In wind and tidal renewable energy systems space is often a premium. It should be stated therefore that Resonant Link converters are around require <15-20% of the space required for conventional PWM converters. Also, conventional transformers are not required, again saving valuable space, nor AC and DC breakers for short-circuit protection. Common mode voltage (between each phase and ground) can be a serious issue on PWM converters. Resonant Link does not produce any common mode issues as it is soft switching; the output voltage and current are both sinusoidal (THDi <2%) and a du/dt of <20/μs at MV which is 1000th less than PWM converters at the same voltage level.

Future Grid Configuration

Due to US military and US Government policies it is clear that the future US grid will mainly DC based. However, a large amount of power will still be still produced for AC rotating machinery but in the future their frequency and voltage will be completely flexible. Renewable power generation will start to dominate and can be readily integrated into selected DC transmission and distribution grid voltages. Resonant Link AC to DC, DC to AC conversion and DC to DC transformation is ideally position to partake in this electrical grid revolution.

Industrial and domestic power consumption will also be mainly in DC. This includes the input power to DC to AC motor drive converters (i.e. inverter sections only as intimated also in the section on Marine DC power systems). It may be advantageous to select a plus (+) and minus (-) 220 V DC consumer power distribution system; the standard household loads being 220VDC, whilst the 440VDC loads can be used for small to medium motor drives and other industrial loads. The present 115VAC loads in the US would be phase out, since larger diameter cable are required to carry their heavier current.

In a future grid, Resonant Link converters could rectify the generated AC voltage to around 18kVDC for transmissions to substations from where the DC to DC active transformers would step the voltage up plus (+) and minus (-) 100kVDC for further transmission and distribution. At the receiving end of the distribution system the DC voltage would be stepped down to the 18kV DC substation voltage level and further stepped down to the appropriate industrial and consumer voltage levels.

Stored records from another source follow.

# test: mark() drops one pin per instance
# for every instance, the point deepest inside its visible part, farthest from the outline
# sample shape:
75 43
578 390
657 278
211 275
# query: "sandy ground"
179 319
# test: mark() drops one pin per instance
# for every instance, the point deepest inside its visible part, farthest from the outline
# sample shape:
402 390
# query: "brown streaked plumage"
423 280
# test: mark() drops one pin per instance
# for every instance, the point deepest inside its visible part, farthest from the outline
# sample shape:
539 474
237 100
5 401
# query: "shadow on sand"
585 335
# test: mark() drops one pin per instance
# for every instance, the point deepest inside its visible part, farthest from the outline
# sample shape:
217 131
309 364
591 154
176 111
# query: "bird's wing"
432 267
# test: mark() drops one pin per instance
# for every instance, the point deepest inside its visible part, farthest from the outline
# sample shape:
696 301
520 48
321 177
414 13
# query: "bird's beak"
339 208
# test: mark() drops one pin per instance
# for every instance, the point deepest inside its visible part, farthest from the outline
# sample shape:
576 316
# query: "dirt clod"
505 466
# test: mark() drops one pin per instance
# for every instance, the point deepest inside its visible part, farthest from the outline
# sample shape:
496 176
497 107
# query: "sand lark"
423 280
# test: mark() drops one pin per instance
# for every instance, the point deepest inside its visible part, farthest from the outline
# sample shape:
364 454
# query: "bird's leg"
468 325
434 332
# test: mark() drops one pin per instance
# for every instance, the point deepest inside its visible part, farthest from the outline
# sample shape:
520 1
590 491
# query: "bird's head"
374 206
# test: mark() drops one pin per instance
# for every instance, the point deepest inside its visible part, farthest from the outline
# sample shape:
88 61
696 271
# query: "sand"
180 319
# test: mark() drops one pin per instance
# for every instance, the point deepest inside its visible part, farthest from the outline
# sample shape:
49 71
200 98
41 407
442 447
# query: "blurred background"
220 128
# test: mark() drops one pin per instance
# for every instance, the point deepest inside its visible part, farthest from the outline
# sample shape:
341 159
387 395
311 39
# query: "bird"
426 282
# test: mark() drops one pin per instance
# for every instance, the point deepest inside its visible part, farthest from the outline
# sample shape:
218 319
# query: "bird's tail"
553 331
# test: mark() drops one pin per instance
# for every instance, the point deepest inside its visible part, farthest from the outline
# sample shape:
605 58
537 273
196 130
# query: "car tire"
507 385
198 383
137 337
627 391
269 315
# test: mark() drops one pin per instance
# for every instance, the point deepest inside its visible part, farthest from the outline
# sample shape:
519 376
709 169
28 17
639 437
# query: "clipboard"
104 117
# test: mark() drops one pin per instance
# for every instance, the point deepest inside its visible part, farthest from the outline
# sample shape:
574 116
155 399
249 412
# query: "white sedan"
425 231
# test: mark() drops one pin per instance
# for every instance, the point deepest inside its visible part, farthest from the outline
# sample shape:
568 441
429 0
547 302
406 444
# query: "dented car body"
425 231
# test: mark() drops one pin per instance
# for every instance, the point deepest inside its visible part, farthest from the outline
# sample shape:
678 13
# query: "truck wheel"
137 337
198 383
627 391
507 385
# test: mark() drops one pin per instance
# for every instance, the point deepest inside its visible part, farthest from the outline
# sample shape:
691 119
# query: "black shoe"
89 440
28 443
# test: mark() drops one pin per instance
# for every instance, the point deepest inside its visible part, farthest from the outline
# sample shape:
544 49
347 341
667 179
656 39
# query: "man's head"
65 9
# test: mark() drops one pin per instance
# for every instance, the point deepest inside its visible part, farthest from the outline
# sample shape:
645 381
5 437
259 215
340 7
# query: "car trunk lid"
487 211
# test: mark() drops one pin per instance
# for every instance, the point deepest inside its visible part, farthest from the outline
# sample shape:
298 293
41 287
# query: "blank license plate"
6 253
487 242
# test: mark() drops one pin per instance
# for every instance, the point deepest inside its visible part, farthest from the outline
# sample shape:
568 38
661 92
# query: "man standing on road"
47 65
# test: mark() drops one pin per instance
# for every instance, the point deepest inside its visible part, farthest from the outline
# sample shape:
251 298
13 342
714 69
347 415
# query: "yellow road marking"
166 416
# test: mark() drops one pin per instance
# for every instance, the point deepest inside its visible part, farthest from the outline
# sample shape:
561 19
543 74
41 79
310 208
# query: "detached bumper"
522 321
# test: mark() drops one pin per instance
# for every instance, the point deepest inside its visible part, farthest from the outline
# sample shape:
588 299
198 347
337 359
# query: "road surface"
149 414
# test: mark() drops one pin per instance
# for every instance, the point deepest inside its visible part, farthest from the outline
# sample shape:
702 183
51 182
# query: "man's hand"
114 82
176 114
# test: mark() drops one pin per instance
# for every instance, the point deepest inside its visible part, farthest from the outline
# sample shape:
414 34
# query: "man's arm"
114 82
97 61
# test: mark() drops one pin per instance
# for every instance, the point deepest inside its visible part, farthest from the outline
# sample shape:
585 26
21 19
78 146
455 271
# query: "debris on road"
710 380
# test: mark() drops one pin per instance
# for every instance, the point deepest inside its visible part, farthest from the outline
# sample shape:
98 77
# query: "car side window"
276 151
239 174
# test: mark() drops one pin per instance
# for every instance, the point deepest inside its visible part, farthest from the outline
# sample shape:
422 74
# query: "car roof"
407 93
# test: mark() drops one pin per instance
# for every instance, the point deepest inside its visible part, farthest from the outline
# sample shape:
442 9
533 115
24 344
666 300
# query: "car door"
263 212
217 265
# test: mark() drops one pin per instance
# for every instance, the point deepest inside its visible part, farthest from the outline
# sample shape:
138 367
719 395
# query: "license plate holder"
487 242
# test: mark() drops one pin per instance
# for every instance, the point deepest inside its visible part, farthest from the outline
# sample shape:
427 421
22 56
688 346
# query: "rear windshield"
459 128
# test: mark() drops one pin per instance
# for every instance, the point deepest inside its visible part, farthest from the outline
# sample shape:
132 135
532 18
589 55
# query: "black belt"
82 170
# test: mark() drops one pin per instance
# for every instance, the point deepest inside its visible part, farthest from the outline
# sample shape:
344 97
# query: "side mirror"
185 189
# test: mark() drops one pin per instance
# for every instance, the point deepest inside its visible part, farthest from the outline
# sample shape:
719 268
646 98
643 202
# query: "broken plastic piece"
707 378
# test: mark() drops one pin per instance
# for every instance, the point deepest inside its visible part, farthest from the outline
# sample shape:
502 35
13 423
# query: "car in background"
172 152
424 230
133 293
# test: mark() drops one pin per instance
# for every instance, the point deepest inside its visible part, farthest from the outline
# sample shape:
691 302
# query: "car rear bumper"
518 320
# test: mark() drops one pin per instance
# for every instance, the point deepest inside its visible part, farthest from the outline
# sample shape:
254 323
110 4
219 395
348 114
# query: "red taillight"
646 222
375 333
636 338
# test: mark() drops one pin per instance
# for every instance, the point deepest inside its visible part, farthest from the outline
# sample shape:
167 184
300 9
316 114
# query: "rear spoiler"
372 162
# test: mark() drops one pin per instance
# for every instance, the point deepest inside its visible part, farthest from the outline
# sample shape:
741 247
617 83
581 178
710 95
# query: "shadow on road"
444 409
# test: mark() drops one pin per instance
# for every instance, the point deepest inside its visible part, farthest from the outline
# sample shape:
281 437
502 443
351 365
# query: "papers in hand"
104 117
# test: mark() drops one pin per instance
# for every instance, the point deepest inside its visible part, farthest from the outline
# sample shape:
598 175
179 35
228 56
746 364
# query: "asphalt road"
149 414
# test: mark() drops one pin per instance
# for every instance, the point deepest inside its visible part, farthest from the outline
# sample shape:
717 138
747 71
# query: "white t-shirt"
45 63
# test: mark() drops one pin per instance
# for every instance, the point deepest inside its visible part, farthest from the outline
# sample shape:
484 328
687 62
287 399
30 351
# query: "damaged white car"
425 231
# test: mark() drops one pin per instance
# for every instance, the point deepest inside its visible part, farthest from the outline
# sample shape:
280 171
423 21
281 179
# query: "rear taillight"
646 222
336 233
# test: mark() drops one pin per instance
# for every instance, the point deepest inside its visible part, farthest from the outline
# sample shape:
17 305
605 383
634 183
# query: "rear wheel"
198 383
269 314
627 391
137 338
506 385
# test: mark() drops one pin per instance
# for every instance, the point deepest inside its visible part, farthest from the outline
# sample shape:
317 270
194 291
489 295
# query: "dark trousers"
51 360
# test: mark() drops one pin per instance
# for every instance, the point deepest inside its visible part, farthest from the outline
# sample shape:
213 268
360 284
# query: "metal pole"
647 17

Low cost, extruded polypropylene DC cables, available to over 500kVDC, facilitates economic DC transmission and distribution. The majority of these cables would be buried underground thus addressing a major concern by the US government in that a single nuclear EMP (electro-magnetic pulse) blast in the atmosphere could result in the entire US power grid could be knocked. This would be the case if only above ground transmission was used. For more information on the transition to DC and hardened military and grid systems please refer to the section on ‘Defence Systems’ on this website.

Utilising Resonant Link conversion, transmission and distribution systems, whole continents have the possibility of interconnection. Energy storage, a priority of the future however must be increasingly developed and efficiently implemented to ensure optimum energy management and use for all.